Abstract:
"Road accidents, a major cause of death and dismemberment in Sri Lanka is a serious issue that affects the livelihoods of its population as well as its economy. Despite various measures taken by law enforcement and government bodies the problem continues to grow. Many statistical analyses have been conducted in the past on the domain in Sri Lanka as well as other countries. Logistic regression and other methods have been used to identify the most significant factors affecting road accidents and the severity. With the rise of popularity in social media there has been a trend of using social media data for various statistical analysis such. Several research has been done in the area in the recent past to use social media data for traffic analysis, accident analysis, disaster management etc.
In this research the aim is to explore the possibility of using social media to get meaningful insights into road accidents in a Sri Lankan context. The basis for all research conducted on the domain of accidents in Sri Lanka has been periodically published data by government entities. As an alternative approach this research attempts to use social media posts as a data source.

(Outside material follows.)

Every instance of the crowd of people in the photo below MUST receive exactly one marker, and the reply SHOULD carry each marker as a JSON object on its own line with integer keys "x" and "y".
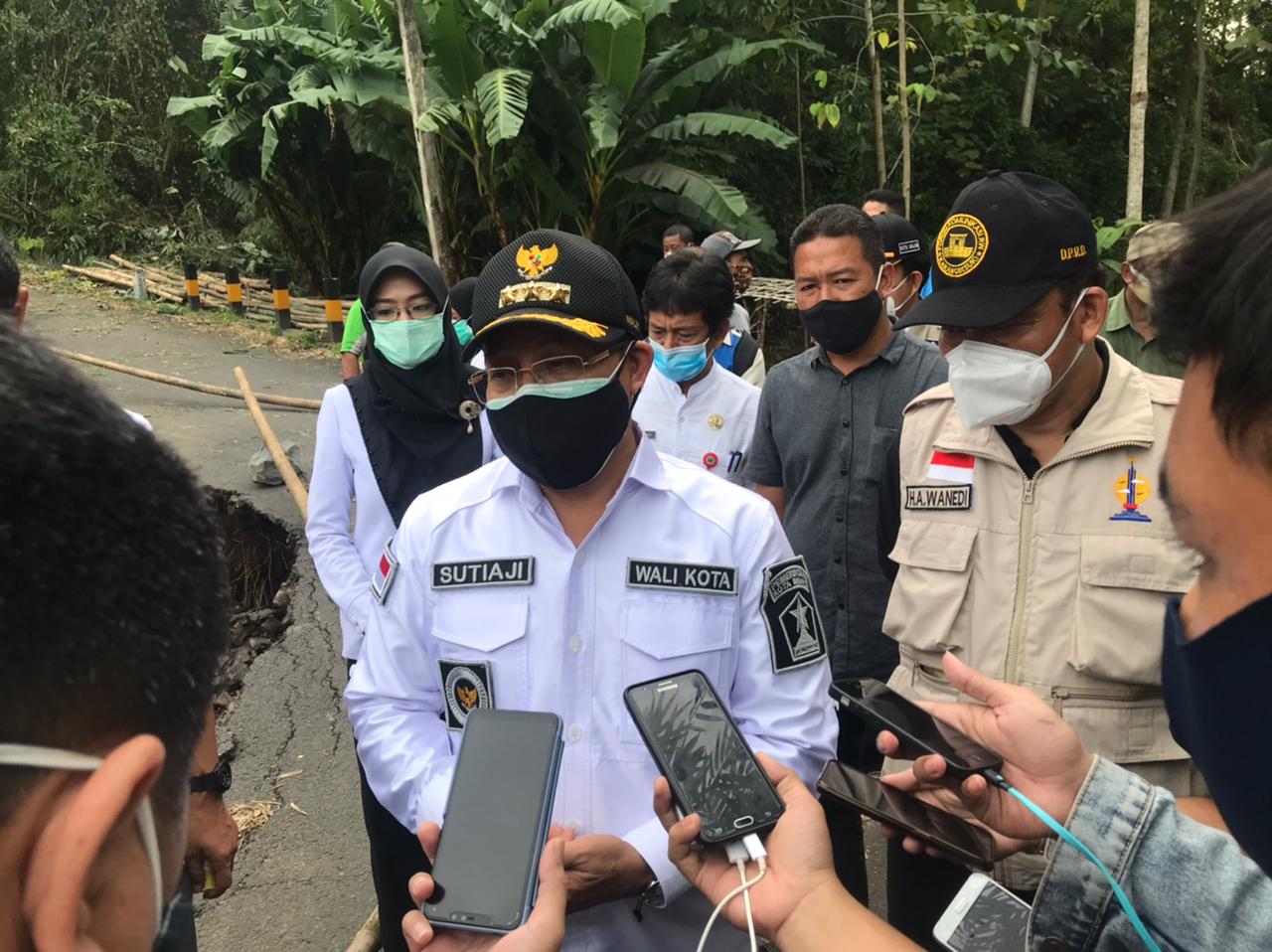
{"x": 1038, "y": 509}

In the initial scope of the research accident news posts will be extracted from a social media handle that specializes in reporting crowdsourced accident news in the Sinhala language. The extracted textual posts will be then cleansed, tagged, and categorized to obtain significant information from it. The feasibility of this approach will also be measured in the research project.
The cleansed, categorized, and structured data will then be analyzed running various machine learning techniques to discover the most significant factors that contribute to fatality during road accidents. The relationships among the variables will be explored. In addition, descriptive statistics regarding the various factors will be presented. The accuracy of the approach, the challenges and shortcomings will be discussed, and an evaluation will be conducted whether using social media posts in local language as a data source for accident data analysis is a feasible option."